To merge both logs into one vcd file, while also checking we are on the right track:
vcdMerge -v -o ldr_r.vcd U{ldr_r.xml},0,s,,,Hal/download/R.csv U{ldr_lumi.xml},0,s,,,Hal/download/lumi.csv
Once we know what we are doing, we can remove the -v. But, wait! Where did all those names and numbers come from ?
- -o ldr_r.vcd: the name of the output file, the one that will be the merged log, and we will open later with gtkWave.
- U{ldr_r.xml},0,s,,,Hal/download/R.csv: the first log and all its parameters
- U{ldr_r.xml}: the config file for this log
- 0: the time offset to sync with the other log(s)
- s: the time unit we are using, seconds
- Hal/download/R.csv: the name of the file for this log
- U{ldr_lumi.xml},0,s,,,Hal/download/lumi.csv
- yes, you can understand this one
Since both logs have a timestamp in “seconds since midnight” format, we can sync them at 0. Otherwise, we have to find that point in both logs and provide it here (what we will do in a followup ?). Caveat emptor: don’t work beyond midnight or you will have an overflow.

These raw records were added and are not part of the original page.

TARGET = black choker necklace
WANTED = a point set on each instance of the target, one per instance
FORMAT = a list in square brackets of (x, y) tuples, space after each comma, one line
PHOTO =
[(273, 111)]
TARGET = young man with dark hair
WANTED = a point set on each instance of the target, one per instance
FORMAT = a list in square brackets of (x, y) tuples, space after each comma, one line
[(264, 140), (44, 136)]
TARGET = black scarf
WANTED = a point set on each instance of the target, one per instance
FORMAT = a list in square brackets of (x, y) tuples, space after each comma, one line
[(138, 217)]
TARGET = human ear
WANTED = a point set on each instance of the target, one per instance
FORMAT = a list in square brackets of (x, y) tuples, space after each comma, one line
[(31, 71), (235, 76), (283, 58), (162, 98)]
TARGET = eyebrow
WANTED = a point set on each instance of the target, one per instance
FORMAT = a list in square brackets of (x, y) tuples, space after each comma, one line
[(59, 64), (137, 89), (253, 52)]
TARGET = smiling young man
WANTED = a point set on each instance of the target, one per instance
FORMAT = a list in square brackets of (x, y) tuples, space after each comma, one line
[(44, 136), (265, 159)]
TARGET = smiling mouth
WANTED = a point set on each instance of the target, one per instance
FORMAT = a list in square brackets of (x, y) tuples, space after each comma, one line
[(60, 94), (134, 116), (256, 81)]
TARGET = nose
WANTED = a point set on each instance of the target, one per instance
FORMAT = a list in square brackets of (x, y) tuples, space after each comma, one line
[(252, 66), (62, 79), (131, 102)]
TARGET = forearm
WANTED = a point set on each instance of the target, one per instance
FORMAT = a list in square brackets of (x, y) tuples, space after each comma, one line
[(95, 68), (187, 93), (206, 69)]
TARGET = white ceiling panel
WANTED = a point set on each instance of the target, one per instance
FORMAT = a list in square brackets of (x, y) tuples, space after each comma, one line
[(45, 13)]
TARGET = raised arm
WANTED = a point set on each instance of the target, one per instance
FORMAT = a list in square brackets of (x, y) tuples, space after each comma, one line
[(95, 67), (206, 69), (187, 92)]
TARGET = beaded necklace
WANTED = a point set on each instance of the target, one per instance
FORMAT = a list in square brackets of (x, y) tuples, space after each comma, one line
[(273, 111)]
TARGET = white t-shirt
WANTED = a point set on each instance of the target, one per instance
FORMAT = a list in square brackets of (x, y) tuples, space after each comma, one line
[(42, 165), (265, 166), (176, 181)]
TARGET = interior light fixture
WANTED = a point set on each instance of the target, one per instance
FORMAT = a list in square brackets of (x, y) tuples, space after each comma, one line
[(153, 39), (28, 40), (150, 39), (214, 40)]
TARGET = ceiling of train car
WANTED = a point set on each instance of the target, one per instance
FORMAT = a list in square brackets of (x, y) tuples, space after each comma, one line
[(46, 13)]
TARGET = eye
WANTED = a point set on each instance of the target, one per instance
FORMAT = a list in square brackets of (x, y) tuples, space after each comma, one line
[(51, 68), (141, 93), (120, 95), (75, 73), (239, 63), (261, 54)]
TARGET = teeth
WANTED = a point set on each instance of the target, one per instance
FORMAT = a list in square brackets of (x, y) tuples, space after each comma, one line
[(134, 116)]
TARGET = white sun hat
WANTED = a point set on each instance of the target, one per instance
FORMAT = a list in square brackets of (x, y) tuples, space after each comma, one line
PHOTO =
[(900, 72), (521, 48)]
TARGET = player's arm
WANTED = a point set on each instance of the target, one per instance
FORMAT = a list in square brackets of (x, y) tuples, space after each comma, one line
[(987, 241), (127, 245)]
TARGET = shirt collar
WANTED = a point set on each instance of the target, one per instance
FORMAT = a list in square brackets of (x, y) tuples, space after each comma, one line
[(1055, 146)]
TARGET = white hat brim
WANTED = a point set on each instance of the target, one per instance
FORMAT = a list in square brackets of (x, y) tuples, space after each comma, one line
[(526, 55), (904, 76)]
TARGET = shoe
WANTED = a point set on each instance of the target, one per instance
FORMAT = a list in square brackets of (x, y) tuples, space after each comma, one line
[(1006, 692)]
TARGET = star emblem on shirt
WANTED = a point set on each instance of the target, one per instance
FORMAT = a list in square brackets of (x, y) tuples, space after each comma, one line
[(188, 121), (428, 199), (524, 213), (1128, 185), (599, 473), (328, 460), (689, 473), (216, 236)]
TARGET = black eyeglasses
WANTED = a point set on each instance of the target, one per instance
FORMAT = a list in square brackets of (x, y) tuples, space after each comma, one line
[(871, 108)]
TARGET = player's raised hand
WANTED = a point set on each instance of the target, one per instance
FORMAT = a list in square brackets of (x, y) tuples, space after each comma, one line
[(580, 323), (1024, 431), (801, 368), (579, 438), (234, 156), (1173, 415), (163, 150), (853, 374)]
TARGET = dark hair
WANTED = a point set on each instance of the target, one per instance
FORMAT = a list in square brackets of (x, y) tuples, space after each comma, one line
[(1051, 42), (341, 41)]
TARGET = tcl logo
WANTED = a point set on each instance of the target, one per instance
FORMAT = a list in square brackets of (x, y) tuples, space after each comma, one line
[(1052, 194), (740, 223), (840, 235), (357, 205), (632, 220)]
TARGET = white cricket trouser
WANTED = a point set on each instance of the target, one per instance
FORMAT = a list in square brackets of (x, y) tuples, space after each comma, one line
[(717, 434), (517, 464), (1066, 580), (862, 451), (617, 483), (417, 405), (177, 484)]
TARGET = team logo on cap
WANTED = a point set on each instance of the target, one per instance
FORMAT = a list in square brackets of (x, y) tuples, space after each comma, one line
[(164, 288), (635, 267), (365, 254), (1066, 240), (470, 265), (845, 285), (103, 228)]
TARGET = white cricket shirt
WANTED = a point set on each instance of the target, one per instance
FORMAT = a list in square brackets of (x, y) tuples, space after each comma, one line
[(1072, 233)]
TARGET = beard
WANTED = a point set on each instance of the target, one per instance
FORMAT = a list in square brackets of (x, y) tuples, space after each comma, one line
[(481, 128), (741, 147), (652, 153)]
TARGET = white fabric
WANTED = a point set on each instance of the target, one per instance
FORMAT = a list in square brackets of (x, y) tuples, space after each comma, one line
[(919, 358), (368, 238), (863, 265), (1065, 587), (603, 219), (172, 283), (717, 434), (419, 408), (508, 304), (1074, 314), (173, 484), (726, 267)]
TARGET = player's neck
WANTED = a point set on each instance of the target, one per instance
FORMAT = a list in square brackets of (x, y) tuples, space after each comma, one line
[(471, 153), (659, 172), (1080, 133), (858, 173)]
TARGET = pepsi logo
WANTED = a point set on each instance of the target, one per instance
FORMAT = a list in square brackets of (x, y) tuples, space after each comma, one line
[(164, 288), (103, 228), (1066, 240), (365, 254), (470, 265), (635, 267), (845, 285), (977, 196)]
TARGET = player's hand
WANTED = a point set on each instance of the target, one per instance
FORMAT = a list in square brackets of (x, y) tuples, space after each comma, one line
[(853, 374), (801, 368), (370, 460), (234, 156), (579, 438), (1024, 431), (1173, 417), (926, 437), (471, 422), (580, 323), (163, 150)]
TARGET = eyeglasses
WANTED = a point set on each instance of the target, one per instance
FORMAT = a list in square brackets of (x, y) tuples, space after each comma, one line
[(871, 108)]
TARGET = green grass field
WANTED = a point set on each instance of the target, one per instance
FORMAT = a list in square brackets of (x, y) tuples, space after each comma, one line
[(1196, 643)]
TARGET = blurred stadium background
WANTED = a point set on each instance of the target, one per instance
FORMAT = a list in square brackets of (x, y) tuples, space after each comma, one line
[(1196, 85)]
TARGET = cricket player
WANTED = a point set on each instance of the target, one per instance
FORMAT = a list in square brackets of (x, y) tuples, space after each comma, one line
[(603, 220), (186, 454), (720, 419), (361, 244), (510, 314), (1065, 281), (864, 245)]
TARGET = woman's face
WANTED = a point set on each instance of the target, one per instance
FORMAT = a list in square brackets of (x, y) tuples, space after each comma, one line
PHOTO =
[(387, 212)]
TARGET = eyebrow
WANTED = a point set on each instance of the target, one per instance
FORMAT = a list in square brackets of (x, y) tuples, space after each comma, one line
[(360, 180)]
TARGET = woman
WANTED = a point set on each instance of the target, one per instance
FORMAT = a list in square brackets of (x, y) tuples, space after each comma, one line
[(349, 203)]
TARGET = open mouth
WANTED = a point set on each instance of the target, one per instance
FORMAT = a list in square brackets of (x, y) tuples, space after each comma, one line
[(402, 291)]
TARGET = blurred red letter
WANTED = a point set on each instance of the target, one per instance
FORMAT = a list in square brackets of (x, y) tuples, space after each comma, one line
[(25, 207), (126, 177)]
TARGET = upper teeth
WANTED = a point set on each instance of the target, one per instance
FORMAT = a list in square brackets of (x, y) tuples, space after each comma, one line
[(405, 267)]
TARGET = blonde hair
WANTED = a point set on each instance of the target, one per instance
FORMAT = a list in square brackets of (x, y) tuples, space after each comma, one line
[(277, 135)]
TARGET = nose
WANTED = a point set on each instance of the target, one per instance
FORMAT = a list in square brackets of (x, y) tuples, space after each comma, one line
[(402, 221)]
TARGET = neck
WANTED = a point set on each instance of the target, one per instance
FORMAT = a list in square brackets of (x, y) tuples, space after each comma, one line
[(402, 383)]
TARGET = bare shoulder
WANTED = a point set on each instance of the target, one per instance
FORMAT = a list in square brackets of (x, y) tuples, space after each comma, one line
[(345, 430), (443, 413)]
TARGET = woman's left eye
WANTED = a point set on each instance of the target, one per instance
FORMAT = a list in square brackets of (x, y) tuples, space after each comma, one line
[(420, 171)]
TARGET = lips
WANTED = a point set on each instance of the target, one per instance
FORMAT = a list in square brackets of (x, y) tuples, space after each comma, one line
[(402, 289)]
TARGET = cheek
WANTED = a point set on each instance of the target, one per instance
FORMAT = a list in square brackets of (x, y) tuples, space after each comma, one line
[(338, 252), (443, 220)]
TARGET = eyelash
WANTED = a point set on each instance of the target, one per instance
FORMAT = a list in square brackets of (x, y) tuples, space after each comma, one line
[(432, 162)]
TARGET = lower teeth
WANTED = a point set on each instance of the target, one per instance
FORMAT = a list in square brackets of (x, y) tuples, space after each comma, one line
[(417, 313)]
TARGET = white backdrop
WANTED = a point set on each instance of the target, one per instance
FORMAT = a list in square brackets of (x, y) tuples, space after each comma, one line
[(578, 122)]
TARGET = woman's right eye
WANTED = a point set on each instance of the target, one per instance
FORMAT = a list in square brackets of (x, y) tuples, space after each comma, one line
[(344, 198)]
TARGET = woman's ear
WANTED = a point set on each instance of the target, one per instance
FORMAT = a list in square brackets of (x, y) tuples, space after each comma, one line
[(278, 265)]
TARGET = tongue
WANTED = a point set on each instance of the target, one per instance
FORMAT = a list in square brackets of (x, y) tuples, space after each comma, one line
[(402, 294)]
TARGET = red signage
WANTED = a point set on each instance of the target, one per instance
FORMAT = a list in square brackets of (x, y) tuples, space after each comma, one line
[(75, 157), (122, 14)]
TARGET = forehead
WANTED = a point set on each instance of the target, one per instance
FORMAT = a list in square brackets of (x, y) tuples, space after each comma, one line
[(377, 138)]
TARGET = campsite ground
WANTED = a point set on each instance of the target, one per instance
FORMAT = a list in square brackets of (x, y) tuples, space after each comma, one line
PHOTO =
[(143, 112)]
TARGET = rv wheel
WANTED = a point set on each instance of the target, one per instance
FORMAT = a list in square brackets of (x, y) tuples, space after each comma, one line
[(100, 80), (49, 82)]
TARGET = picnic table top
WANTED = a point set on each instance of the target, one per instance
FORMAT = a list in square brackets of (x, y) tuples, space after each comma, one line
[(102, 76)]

Those extra commas hide two useful parameters we don’t need right now. You can always go to the tool webpage and read the docs, don’t you ?
The analysis
Now open gtkWave, open a new tab if necessary, load your vcd file, click on Top, append your signals, and…
Bingo! The resistance values change in accordance with the lighting of the LEDs… Proven.
To see the waveform, I added R two times, and in one of them, at the Signals, column, left-click selected Data format -> Analog -> Interpolated Annotated. Then, a series of left-click inserted Insert Analog Height Extension provides the necessary “zooming”.
As you can see, all signals are correctly time aligned while their values (or graph) are shown.
Behind the lines
I intentionally left some details out. vcdMaker generates vcd formatted files. That is normally used in the digital design world, so the words used in the documentation might be confusing if one does not understand a bit of that world. The same will happen with gtkWave.
Things can get a bit tougher, and that will be addressed in a followup.